The Wall Street Journal
By GEOFFREY T. SMITH
MARSEILLE, France—The German
government has nominated Jörg Asmussen to succeed Jürgen Stark on the executive
board of the European Central Bank, Finance Minister Wolfgang Schaeuble said
Saturday.
At a news conference after
weekend meetings of the finance ministers and central-bank governors of the
Group of Seven leading industrialized nations, Mr. Schaeuble said he hoped that
Mr. Asmussen would be able to assume Mr. Stark's duties toward the end of the
year.
Mr. Asmussen is currently
deputy finance minister. His position there is something of an anomaly, as he
is a member of the Social Democratic Party in a center-right government of
Christian Democrats and Free Democrats. He originally had been appointed by the
previous finance minister, Peer Steinbrück, who served under Chancellor Angela
Merkel in a "Grand Coalition" until autumn 2009. Finance Minister
Schaeuble had kept him on because of his first-hand experience of the first
wave of the financial crisis.
Mr. Schaeuble said he had
notified Jean-Claude Juncker, head of the euro group of finance ministers, of
the government's proposal earlier Saturday. The proposal must be endorsed first
by the euro group and the euro-zone's heads of state, and the European
Parliament and the ECB itself must also be consulted.
With Mr.
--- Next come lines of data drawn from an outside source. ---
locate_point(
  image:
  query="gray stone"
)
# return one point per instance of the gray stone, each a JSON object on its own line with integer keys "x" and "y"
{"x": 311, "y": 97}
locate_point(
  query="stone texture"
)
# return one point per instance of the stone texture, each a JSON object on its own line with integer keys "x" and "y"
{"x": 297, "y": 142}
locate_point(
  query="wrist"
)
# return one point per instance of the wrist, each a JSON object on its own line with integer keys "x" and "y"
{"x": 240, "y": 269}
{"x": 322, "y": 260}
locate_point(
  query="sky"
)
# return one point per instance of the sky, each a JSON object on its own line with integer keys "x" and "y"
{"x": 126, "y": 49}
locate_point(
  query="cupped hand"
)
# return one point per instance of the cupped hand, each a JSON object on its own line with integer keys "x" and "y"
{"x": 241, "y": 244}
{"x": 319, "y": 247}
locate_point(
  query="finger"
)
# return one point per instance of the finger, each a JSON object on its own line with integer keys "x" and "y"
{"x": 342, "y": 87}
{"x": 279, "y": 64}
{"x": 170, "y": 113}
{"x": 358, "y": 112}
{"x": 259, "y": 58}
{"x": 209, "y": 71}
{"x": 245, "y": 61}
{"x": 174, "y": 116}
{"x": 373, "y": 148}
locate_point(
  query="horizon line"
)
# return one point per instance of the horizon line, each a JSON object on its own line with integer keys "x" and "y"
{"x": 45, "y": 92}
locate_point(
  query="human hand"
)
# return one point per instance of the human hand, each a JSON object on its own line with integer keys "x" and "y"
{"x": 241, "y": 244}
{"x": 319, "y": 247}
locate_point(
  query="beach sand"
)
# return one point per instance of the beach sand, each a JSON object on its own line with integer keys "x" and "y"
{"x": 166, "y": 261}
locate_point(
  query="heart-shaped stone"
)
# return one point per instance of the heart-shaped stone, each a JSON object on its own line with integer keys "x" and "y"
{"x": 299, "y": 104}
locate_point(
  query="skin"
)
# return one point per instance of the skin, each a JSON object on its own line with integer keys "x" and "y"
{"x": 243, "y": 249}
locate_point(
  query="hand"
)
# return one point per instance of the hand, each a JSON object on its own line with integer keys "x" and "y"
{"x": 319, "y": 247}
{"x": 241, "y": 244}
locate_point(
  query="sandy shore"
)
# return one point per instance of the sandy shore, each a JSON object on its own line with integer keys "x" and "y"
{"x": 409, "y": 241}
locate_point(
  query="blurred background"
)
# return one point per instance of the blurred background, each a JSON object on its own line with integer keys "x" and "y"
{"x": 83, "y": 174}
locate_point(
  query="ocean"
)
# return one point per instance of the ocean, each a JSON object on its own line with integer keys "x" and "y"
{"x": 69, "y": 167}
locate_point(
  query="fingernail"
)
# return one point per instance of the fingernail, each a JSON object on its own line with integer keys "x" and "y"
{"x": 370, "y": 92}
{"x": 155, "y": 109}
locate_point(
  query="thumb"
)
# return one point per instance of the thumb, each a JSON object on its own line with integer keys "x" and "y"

Asmussen having
accumulated profound experience of the euro zone's debt crisis over the past
three years, and with the substantial political will of Germany behind the
proposal, it is unlikely that the nomination will fail.
Joachim Poss, deputy finance
spokesman for the SPD in Berlin, said that the Finance Ministry had "made
a good choice," and dropped the clearest hint yet that the reasons for Mr.
Stark's sudden resignation, which shocked financial markets Friday, lay in the
ECB's controversial policy of buying the government bonds of troubled states.
Mr. Stark himself had cited only "personal reasons."
"It's to be hoped that
the political conditions that would make it unnecessary for the ECB to buy
government bonds in future will be put in place as quickly as possible,"
Mr/ Poss said. "That would allow [Asmussen] a better working basis than
Jürgen Stark had to date."
Mr. Asmussen's nomination to
the ECB is resonant for another reason. Like the new Bundesbank President Jens
Weidmann, he is a former student of Axel Weber, the university
professor-turned-central banker who seemed destined to be the next head of the
ECB before his own shock resignation in February. Mr. Weber had criticized the
ECB's bond-buying program more explicitly, and appeared reluctant to accept a
position where he would be repeatedly outvoted on the issue.
Elsewhere in the news
conference, Mr. Schaeuble repeated that Greece must meet the conditions set for
it by its official creditors before the next tranche of aid will be disbursed.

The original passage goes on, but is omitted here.